Jill Treanor 

Banks plan trading network for $52 trillion derivatives

The arcane business of derivatives took a step into the future yesterday when six of the world's biggest dealers announced plans to set up an electronic system for trading.
  
  


The arcane business of derivatives took a step into the future yesterday when six of the world's biggest dealers announced plans to set up an electronic system for trading.

The system, to be known as SwapsWire, will allow interest rate derivatives to be traded by computers, eventually eradicating the current method of doing business over the telephone.

Interest rate derivatives, among the most complicated in the financial world, are used by major corporations to protect themselves against major movements in interest rates.

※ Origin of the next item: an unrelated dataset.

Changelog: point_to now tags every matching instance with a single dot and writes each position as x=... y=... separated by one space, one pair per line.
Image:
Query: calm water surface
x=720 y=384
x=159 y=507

SwapsWire is being set up by the six biggest players in the interest rate derivatives market: Chase Manhattan, Citigroup, Deutsche Bank, JP Morgan, Morgan Stanley Dean Witter and Warburg Dillon Read. It is named for one of the leading derivative products, known as a swap.

The new system, which will be jointly-owned by the six institutions, is not intended to act as an exchange in setting prices at which the trades are done. But it is intended to allow the majors to communicate with each other. Eventually, members may pay access or fees per trade.

The average outstanding value of swaps worldwide was estimated at $52 trillion in 1999, up from $37 trillion the year before, a 41 percent increase.

To support this growing volume of business, each of the big banks involved employs hundreds of staff. For example, one of the SwapsWire founders, JP Morgan, employs 300 in the back office of its derivatives operation in London.

The SwapsWire system is expected to be tested towards the end of this year and be more widely available in the early part of next. The six founders say they intend to encourage their rivals to participate in the network.